= Mark M. Ravitch =

American surgeon (1910–1989)

Mark Mitchell Ravitch (September 12, 1910 – March 1, 1989) was an American surgeon. He pioneered the use of surgical staples, the treatment of chest wall deformities, and non-operative management of intussusception.

==Early life and education==
Ravitch was born in 1910 in New York City. He attended the University of Oklahoma, where he was a member of the Phi Beta Kappa Society and graduated with a degree in zoology in 1930. He received his M.D. from Johns Hopkins University in 1934 and remained at Johns Hopkins to complete his surgical training, which he finished in 1943 under the mentorship of Alfred Blalock.

== Career ==
During the Second World War he served as an army major directing a team of surgeons at the 56th General Hospital in France. He returned to Johns Hopkins at the conclusion of the war, becoming a professor of surgery in 1946. In the late 1940s he developed a new treatment for intussusception, a pediatric condition in which part of the intestine folds into itself. His technique involved the use of a barium enema which could reduce intestinal pressure without the need for surgery. He also pioneered a new surgical procedure for correction of the chest wall deformities pectus excavatum and pectus carinatum, which became known as the Ravitch procedure.

Ravitch moved to New York City in 1952 as a professor of surgery at Columbia College of Physicians and Surgeons and as the director of surgery at Mount Sinai Hospital. He returned to Baltimore after three years to resume his role of professor of surgery at Johns Hopkins and was also appointed surgeon in chief of Baltimore City Hospitals. After visiting the Soviet Union in 1958 and noticing their surgeons' use of fairly crude staplers surgical staples as a time-saving replacement for suturing by hand, Ravitch and Félicien M. Steichen spent several years designing and testing surgical staplers for use in the United States; their design reached the market in 1967 and would eventually become ubiquitous in operating rooms.

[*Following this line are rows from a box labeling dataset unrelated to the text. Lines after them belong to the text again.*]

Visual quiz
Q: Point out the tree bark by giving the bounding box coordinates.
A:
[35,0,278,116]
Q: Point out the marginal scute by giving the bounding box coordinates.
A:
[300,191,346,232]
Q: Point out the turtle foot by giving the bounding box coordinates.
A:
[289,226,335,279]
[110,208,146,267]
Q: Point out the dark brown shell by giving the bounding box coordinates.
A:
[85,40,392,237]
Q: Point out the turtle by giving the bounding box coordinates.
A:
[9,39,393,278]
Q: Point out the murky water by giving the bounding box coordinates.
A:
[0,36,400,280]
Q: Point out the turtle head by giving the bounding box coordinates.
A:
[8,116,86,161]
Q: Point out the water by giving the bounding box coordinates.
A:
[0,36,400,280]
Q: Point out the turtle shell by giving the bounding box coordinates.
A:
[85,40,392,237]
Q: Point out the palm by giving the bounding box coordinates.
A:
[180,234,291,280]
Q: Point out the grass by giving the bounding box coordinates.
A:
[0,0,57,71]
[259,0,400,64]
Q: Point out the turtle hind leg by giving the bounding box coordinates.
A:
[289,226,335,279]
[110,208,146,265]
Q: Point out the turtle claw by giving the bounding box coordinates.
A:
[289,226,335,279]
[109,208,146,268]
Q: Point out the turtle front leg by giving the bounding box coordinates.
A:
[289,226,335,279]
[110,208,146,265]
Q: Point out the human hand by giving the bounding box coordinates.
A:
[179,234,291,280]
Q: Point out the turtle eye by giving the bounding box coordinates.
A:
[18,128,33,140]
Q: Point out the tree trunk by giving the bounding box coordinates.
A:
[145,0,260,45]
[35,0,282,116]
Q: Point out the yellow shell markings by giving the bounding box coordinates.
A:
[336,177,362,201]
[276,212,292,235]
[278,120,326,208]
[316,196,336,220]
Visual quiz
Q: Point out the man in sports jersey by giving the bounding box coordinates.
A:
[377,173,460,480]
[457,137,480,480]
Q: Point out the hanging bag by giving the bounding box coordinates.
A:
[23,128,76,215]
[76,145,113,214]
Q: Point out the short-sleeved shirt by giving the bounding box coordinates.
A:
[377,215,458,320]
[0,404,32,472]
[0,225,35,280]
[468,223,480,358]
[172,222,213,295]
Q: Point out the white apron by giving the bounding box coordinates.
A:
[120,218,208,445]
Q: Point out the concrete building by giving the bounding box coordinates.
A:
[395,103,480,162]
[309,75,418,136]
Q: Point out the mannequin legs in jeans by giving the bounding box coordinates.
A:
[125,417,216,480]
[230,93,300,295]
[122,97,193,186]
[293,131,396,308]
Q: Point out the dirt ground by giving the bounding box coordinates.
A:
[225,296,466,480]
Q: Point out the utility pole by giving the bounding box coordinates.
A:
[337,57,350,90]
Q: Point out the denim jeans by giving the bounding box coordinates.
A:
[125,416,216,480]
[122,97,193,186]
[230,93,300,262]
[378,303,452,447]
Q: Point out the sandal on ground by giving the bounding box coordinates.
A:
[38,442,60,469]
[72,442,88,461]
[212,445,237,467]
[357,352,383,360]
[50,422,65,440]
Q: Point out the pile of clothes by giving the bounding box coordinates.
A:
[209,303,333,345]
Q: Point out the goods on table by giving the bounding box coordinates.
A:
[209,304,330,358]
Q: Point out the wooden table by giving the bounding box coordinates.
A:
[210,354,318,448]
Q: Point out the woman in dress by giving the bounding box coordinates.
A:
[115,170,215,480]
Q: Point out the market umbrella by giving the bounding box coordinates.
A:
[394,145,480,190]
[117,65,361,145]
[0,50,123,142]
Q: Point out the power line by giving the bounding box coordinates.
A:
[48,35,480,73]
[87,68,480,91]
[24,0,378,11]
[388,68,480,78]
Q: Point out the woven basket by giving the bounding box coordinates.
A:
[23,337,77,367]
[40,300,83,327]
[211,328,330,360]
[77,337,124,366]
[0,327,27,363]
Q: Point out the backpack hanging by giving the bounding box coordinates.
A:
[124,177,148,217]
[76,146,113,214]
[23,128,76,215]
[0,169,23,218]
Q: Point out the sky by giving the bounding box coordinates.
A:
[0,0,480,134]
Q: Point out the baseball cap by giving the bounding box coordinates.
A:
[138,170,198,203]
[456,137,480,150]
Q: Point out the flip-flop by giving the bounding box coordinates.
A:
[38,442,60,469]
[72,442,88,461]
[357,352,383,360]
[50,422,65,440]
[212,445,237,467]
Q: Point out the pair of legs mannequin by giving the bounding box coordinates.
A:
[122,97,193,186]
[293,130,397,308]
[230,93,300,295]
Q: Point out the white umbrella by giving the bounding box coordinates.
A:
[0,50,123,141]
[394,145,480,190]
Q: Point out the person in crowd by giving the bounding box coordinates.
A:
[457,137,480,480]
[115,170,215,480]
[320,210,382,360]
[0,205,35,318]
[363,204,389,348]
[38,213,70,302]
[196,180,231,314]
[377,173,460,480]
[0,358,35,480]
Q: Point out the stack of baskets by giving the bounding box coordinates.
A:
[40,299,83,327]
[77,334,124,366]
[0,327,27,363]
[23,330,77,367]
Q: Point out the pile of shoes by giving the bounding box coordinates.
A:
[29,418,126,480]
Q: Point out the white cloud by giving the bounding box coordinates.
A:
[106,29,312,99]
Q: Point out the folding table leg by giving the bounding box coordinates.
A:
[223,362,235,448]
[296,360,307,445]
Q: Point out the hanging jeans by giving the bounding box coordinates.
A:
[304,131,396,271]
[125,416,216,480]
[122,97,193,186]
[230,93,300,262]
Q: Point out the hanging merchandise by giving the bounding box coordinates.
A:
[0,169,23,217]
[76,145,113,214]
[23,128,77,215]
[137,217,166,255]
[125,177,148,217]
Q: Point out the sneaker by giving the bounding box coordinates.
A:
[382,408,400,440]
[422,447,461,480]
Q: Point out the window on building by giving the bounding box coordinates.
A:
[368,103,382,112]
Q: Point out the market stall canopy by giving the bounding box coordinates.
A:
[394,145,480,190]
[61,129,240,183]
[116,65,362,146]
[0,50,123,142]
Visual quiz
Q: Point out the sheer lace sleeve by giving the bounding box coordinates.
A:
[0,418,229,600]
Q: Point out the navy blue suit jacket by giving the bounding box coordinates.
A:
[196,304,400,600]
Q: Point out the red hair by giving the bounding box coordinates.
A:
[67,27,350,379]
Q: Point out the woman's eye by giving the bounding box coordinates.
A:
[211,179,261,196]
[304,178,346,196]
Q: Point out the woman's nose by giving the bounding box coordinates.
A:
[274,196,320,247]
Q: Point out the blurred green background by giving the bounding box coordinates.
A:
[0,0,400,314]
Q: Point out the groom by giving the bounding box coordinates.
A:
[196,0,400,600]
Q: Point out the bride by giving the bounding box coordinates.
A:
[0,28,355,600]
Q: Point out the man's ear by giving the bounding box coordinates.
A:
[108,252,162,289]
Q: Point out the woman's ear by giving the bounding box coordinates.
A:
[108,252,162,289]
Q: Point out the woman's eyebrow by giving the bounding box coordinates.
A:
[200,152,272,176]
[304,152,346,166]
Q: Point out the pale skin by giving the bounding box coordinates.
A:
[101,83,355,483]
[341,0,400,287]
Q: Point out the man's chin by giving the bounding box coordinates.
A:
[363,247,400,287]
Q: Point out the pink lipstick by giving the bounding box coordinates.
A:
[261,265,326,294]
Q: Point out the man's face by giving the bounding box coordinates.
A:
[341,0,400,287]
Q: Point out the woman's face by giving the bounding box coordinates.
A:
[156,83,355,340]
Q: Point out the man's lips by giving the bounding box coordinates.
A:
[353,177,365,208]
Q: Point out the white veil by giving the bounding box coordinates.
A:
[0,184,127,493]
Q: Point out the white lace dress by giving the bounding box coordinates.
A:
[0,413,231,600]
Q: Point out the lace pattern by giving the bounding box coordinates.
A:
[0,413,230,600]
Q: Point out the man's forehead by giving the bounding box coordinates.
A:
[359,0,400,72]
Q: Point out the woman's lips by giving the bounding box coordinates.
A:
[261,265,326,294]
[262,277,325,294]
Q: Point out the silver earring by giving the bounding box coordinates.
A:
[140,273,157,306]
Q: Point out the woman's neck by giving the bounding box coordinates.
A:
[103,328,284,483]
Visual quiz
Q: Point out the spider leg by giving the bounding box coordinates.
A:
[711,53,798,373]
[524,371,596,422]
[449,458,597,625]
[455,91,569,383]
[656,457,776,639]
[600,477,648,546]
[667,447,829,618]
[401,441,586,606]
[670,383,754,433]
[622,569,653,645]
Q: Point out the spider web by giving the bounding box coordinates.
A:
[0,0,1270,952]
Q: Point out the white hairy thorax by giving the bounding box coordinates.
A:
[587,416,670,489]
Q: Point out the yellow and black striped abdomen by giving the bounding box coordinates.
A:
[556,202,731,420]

Ravitch spent three years at the University of Chicago Medical School from 1966 to 1969 as the head of the pediatric surgery division, before moving to the University of Pittsburgh. In Pittsburgh he served as surgeon in chief at Montefiore Hospital. He continued to teach as a professor of surgery at Pittsburgh until his death in 1989 from colon cancer and prostate cancer.

==Legacy==
Ravitch served as president of the American Surgical Association in 1983–1984. During the course of his career he published 453 papers, 101 book chapters and 22 books, and was the editor of 20 medical journals. He is regarded as one of the founders of the subspecialty of pediatric surgery, and he and Félicien Steichen are credited with introducing surgical staples to the United States. He was regarded as an authority on the treatment of various deformities of the chest wall. In 1985, Johns Hopkins University established the Mark M. Ravitch, M.D. Endowed Professorship in Surgery.